Nothing is like it seems, but everything is exactly like it is.
Yogi Berra was a catcher with the New York Yankees for eighteen seasons between the 1940s to the 1960s, and though he holds the record for the most World Series Championships as a player (ten), he is arguably best known nowadays for his quirky quotes. Even if you’re not familiar with Berra, you’ve probably heard (or even repeated) some of his sayings, such as, “It ain’t over till it’s over,” “It’s déjà vu all over again,” and “When you come to a fork in the road, take it.”

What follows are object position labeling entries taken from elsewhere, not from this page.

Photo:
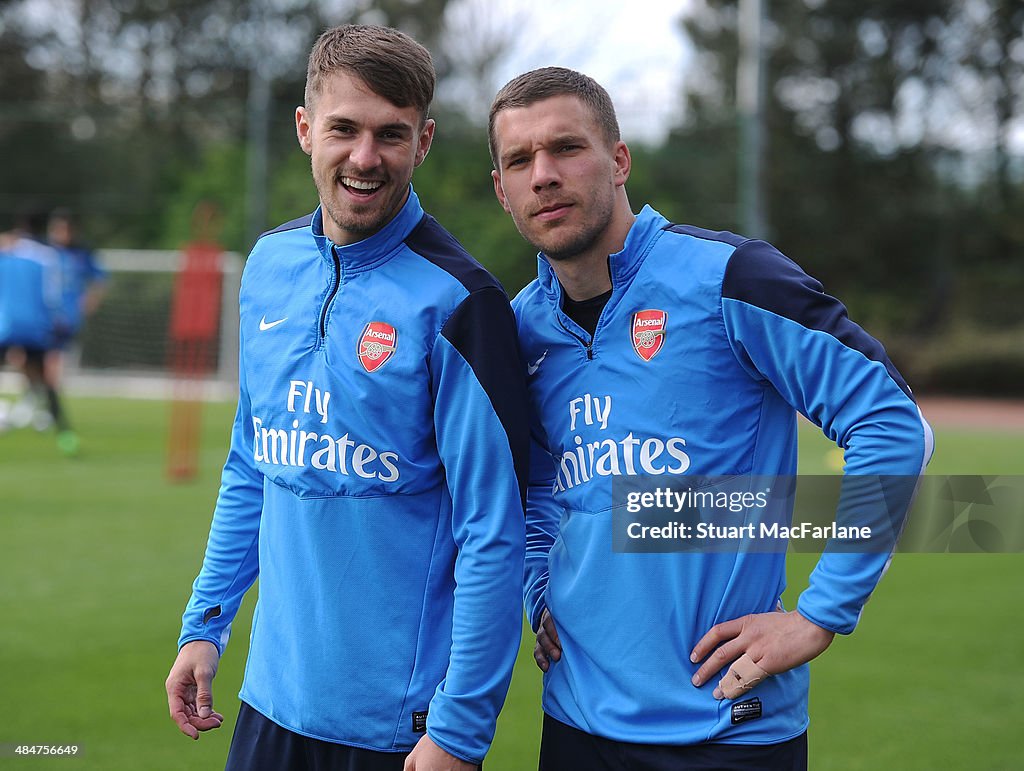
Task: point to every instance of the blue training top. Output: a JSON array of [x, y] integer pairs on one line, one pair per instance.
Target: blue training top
[[706, 350], [374, 484]]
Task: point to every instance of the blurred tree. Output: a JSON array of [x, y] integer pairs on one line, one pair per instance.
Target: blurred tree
[[880, 118]]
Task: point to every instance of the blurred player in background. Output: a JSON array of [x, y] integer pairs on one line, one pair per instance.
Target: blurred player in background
[[378, 459], [31, 313], [83, 285], [669, 350]]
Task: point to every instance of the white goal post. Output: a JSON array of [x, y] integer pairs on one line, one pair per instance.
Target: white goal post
[[123, 347]]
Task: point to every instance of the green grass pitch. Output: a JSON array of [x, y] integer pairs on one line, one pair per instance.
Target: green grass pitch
[[97, 555]]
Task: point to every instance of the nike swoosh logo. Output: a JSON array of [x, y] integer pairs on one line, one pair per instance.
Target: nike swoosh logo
[[531, 369], [265, 325]]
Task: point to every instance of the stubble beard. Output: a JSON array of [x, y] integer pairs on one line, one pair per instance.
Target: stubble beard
[[350, 219]]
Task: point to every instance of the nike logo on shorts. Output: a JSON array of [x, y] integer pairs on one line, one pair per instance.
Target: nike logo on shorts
[[265, 325]]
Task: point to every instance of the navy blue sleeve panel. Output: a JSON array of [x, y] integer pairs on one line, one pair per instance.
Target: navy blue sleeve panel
[[292, 225], [435, 244], [761, 275], [482, 330]]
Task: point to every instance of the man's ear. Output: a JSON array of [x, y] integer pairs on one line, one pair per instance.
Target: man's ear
[[303, 129], [624, 163], [499, 190], [425, 139]]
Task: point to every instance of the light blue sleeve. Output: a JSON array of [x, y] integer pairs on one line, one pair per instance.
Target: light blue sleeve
[[543, 518], [231, 561], [480, 425], [786, 331]]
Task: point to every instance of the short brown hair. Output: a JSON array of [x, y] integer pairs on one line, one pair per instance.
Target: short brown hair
[[390, 62], [538, 85]]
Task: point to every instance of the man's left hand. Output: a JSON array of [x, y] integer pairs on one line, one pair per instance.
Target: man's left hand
[[771, 642], [426, 756]]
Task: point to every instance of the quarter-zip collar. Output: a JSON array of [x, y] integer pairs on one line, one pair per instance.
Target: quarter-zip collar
[[623, 265], [372, 251]]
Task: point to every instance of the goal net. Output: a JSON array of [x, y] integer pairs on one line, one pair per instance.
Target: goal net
[[124, 347]]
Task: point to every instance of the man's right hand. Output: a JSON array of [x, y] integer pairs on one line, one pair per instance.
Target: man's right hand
[[189, 688], [549, 647]]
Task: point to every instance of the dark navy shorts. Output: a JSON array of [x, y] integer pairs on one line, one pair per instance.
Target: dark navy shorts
[[260, 744], [567, 748]]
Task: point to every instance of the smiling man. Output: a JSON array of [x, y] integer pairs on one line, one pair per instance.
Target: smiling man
[[660, 351], [376, 473]]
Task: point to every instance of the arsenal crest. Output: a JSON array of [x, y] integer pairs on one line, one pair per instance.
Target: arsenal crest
[[648, 333], [377, 343]]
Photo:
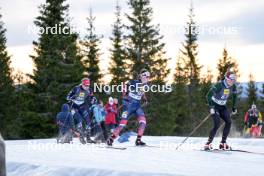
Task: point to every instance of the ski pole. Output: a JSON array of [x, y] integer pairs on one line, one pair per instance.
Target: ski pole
[[194, 130]]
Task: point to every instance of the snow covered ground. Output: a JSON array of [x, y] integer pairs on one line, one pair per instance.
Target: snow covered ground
[[46, 158]]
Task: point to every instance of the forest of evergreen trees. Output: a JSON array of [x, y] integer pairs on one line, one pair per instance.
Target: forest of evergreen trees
[[29, 103]]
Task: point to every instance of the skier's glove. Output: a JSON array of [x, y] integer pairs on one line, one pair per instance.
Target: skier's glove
[[234, 111], [145, 104], [212, 111]]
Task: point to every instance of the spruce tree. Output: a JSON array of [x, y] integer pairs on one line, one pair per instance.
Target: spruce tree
[[179, 98], [144, 46], [91, 51], [192, 67], [58, 65], [225, 63], [252, 91], [118, 68], [6, 82]]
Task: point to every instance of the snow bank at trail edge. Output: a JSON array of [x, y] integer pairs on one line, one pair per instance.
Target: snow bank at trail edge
[[46, 158]]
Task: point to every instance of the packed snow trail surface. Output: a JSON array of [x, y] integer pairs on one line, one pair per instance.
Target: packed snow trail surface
[[46, 158]]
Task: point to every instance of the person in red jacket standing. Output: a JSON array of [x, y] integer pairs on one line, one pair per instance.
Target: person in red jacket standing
[[111, 112]]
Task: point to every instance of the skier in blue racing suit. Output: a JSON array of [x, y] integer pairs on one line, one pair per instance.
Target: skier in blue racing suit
[[131, 105]]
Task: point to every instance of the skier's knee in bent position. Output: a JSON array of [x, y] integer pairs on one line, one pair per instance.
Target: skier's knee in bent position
[[142, 125], [216, 122]]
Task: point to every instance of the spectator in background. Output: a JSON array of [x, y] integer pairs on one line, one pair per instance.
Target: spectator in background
[[111, 112], [2, 157]]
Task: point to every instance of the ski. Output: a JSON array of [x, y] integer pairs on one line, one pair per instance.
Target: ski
[[245, 151], [217, 151], [112, 147], [232, 150]]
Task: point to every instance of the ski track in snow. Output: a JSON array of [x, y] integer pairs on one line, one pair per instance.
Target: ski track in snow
[[86, 160]]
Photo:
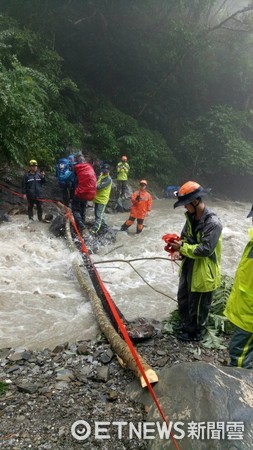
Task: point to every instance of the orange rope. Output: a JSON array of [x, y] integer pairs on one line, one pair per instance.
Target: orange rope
[[84, 249], [127, 338]]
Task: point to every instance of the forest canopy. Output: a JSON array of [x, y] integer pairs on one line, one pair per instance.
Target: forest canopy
[[168, 82]]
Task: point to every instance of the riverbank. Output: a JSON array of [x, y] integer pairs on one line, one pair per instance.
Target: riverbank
[[47, 391]]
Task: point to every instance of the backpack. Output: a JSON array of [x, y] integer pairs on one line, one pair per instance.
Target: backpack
[[63, 173]]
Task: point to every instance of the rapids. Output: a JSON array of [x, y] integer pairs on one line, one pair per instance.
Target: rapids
[[41, 304]]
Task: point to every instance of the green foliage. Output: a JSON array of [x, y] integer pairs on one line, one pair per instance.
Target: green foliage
[[217, 323], [34, 118], [114, 133]]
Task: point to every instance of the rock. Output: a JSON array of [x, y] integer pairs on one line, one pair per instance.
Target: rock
[[103, 373], [82, 349], [202, 393], [58, 226], [106, 357], [28, 388], [4, 217]]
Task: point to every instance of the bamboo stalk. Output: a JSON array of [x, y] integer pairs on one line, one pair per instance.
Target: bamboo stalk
[[118, 345]]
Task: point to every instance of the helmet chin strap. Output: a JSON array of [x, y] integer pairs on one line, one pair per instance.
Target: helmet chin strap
[[195, 207]]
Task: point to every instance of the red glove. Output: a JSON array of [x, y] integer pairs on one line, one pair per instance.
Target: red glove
[[168, 238]]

“It’s déjà vu all over again.”
The fascinating thing about these “Yogisms,” and a large part of why his name is still brought up today, is the ironic wisdom they contain. At face value, the sayings contradict themselves and make no sense, yet a deeper truth comes from them that isn’t perceived initially. Like the quote at the beginning of this article, there can be a big difference between what seems to be and what actually is.
Start Playing by the “Right” Rules
When you’re in the middle of your work and unable to recognize that you’re on a playing field, you may think you know what’s going on. You know the “rules” and are following them to the T. You’re working hard and expecting to earn the rewards, but then someone else gets the recognition or raise or promotion, and you’re left wondering what the heck went wrong. You may feel robbed or cheated. You may want to blame those who received the reward you were expecting. After all, you are the one playing by the rules, and they aren’t.

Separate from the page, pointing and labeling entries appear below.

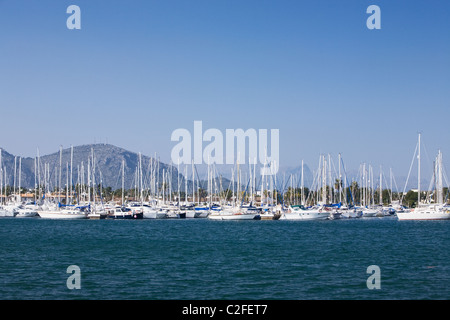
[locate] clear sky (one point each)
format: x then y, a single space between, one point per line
137 70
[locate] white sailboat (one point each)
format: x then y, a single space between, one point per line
436 211
315 213
63 214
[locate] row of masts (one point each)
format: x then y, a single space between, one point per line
330 185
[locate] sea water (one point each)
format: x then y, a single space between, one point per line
204 259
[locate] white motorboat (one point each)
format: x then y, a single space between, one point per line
430 212
63 214
26 212
315 213
234 214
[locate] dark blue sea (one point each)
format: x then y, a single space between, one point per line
237 260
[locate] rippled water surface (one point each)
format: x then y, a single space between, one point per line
204 259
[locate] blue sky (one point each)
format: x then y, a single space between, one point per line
137 70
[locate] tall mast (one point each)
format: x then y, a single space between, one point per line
123 180
20 175
418 179
381 187
303 193
71 172
60 173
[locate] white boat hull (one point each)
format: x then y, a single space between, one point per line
26 213
305 215
62 215
424 214
234 216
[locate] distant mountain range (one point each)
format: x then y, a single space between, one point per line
107 160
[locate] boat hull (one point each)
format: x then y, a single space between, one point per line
62 215
305 215
235 216
424 215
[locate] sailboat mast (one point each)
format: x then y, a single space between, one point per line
123 180
418 175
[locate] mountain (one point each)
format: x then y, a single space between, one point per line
107 160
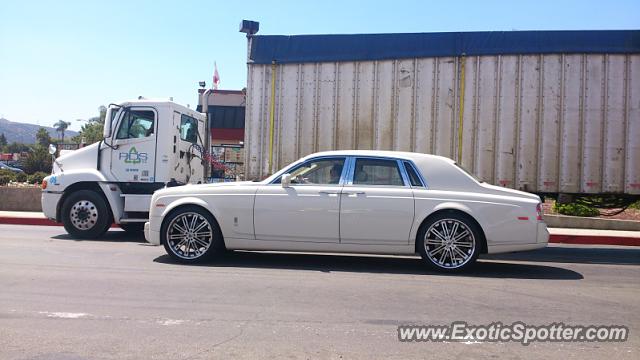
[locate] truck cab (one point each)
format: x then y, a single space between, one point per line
147 145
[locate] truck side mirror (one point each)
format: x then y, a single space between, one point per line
285 180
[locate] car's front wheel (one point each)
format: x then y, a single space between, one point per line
449 242
191 235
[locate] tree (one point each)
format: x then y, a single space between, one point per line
15 147
93 129
61 126
42 137
38 159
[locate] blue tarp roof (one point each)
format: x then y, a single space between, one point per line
320 48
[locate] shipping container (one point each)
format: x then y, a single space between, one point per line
542 111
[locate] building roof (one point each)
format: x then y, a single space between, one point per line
361 47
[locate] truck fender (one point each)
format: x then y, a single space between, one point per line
61 181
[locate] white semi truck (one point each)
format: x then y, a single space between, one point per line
147 145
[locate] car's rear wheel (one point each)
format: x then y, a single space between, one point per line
191 235
85 214
449 242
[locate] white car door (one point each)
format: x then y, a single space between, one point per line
308 210
377 205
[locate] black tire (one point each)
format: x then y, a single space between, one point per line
85 214
443 252
189 247
133 228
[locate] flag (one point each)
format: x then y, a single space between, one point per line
216 77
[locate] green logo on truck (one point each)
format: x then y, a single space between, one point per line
133 156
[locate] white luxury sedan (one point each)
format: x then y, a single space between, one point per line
377 202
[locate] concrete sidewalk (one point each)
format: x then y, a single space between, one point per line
558 235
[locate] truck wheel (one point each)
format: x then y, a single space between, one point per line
133 228
85 215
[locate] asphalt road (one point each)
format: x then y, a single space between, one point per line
120 298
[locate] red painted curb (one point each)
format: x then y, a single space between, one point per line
556 239
27 221
32 221
594 240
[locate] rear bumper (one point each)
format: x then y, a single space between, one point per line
541 241
543 234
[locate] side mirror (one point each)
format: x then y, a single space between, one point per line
285 180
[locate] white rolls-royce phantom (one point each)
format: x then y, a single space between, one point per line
377 202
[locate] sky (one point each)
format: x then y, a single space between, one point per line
63 59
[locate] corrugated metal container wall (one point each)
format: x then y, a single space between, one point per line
554 123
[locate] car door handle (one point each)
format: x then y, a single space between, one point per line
354 193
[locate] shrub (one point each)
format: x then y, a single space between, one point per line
36 178
21 177
574 209
4 179
7 176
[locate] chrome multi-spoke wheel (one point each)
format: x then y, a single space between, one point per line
83 215
449 242
190 234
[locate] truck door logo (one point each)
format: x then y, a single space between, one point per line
133 156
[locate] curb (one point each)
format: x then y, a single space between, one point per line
6 220
594 240
553 239
576 222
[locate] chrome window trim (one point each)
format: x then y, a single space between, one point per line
415 169
352 164
298 164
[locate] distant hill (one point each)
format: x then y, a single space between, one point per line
26 133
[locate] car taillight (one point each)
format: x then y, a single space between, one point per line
539 212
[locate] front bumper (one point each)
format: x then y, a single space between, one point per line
152 237
49 201
543 234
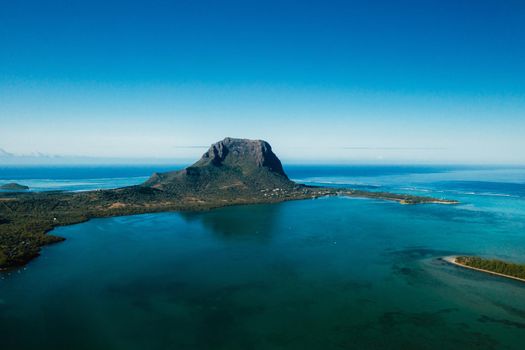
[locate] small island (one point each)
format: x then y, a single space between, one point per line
13 186
232 172
490 266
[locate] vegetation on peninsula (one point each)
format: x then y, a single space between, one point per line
231 172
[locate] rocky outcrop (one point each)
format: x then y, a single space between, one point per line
231 165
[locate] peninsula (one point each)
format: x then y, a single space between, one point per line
231 172
490 266
13 186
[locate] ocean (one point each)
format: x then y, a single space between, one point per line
330 273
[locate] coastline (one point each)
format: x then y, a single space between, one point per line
49 210
452 260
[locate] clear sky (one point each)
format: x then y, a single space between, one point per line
322 81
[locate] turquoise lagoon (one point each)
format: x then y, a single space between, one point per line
331 273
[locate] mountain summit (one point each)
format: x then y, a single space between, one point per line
229 166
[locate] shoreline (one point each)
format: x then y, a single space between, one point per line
452 260
29 218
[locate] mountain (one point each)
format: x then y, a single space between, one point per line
229 167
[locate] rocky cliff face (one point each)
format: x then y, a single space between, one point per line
231 165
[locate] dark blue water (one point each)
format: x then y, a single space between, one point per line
331 273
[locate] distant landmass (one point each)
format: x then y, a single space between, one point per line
233 171
12 186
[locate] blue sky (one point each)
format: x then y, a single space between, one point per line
322 81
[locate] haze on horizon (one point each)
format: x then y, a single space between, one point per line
323 82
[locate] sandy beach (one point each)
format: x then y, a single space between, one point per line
452 260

The reality is that they are playing Monopoly by the rules of Monopoly, and you’re playing by some other rules that you believe are the proper rules, but they may actually be the rules to Twister. Because you don’t understand the game, you’re twisting yourself into a pretzel trying to win Twister while your colleague is calmly putting hotels on Boardwalk and collecting all the rewards that go with it.
That’s where the wisdom of Berra’s saying comes in . . . Nothing is like it seems. Yet it is what it is. You can continue to operate based on what you think the rules are or what you think they should be, or you can take a step back, see the dynamic of what’s really going on at your work, and base your actions on what is.
On the Topic of Corporate “Playahs”
Another reason why some people have a hard time viewing work as a game is thanks to the “playahs” who exist in many workplaces. People who don’t seem to work as hard yet reap the rewards. Some people rise within organizations by manipulating those around them.
But others rise quickly for another reason that the rest of us should sit up and take note of: They simply understand the rules of the game of work. They show up equipped. They show up pre-trained. They show up ready to play, rather than struggling to understand. Sometimes they may work shorter hours, but there’s nothing wrong with that. They work for impact.
After all, isn’t a baseball game won in the regulation nine innings as much of a win as a game that is won in extra innings? That’s why some of the highest-paid players in baseball are the so-called “closers” – the pitchers who are called into the game at critical times such as when the bases are loaded. They may only throw a pitch or two, but if they prevent the opposing team from scoring, that small effort may have more impact on the game’s outcome than any other player on the team.
Here’s your take-away: Step back from your work situation so you can see the bigger picture. Look for the leverage point where you apply your effort where it can have the biggest impact with the least effort rather than just going through the same old routine to get the same old outcome.
With these small changes to the "rules" you operate by, you will find that you will put more wins in your column in the "game" of work!